The Origin and Types of Irish Whiskey

1. The Origin

There is an ongoing debate whether the water of life (uisge beatha) was first produced in Ireland or Scotland. Either way, Irish Whiskey and Scotch Whisky started similar, but developed differently over time. The history of Irish Whiskey has ups and downs. Nowadays Irish Whiskey is recovering and becoming popular again.

Very old pictures of the Old Bushmills distillery
The Old Bushmills distillery

2. Types of Irish Whiskey

The 'best' Irish Whiskey is produced the same way as Scotch. Single Malt Irish Whiskey is produced from only malted barley and is distilled on copper pot stills.
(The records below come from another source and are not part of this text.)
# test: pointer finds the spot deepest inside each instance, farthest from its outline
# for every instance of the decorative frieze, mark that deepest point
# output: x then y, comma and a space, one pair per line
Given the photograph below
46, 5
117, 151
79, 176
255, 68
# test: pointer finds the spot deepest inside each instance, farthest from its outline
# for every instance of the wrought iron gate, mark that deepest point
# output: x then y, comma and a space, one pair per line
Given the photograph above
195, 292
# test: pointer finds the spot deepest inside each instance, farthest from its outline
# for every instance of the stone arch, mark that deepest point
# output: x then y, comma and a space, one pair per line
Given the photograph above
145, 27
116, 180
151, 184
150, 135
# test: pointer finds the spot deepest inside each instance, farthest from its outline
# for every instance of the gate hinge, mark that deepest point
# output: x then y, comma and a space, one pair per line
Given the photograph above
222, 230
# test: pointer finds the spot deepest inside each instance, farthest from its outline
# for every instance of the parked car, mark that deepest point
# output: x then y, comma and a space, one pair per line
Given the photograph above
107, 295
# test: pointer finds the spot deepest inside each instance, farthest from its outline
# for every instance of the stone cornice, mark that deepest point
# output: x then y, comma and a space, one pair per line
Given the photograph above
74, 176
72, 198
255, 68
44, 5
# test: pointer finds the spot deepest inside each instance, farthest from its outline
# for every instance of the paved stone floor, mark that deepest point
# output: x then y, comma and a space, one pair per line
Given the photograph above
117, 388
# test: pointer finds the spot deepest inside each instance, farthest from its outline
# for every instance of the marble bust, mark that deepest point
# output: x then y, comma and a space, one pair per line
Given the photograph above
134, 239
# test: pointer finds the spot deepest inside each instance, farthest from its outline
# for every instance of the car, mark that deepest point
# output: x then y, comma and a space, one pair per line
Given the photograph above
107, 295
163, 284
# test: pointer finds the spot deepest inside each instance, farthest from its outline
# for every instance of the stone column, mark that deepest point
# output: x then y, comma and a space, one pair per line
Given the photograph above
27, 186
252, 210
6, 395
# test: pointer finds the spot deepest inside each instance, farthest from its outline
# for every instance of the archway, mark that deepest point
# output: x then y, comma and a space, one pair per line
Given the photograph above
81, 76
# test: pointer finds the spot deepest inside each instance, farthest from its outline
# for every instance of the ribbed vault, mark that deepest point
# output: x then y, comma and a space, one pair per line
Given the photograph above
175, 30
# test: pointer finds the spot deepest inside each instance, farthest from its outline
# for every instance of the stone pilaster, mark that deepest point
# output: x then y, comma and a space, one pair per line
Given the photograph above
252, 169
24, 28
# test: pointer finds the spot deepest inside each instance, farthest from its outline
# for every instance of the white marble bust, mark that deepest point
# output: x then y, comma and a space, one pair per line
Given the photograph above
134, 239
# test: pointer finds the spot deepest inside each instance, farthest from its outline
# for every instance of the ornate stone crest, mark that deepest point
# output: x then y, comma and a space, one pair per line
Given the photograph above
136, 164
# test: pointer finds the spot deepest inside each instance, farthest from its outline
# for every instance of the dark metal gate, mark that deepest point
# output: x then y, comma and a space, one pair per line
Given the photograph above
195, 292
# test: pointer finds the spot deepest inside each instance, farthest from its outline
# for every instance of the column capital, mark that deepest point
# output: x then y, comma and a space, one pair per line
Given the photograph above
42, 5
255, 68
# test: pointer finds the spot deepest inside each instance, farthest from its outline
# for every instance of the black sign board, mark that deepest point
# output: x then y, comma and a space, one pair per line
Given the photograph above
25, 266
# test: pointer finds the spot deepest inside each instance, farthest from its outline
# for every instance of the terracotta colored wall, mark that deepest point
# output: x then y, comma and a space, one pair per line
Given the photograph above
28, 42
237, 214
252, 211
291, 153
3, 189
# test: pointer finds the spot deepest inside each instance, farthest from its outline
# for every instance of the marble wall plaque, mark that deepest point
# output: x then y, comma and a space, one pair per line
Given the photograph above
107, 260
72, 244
Due to the introduction of taxes on malt, many distillers in Ireland started to replace some of the malt with other grains like corn, wheat and unmalted barley. This lead to the rise of grain whiskey. Grain whiskey is usually distilled on column stills, because they offer a cheaper and continuous production. 

Blended Irish whiskey contains malt and grain whiskey. The higher the malt ratio, the better the whiskey.

Compared to Scotland, Ireland has another type of whiskey - Single Pot Still Whiskey. This whiskey contains malt and grain whiskey, but both have to be distilled on pot stills only.

A section of an Irish column still with watchglasses
A Irish column stills at cooley
A Irish pot still at Teeling
A Irish pot still at Teeling

3. Availability of Irish Whiskey

Due to the history of Ireland there are a lot of Blended Whiskeys and only few Single Malts. Best known are Jameson, Tullamore, and Bushmills.

Single Malt Whiskeys are produced at Bushmills in Northern Ireland and at Cooleys in the Republic of Ireland. Single Pot Still Whiskeys are part of the production at the New Midleton distillery, where not only the famous Irish Blends Jameson, Power's, and Paddy are produced.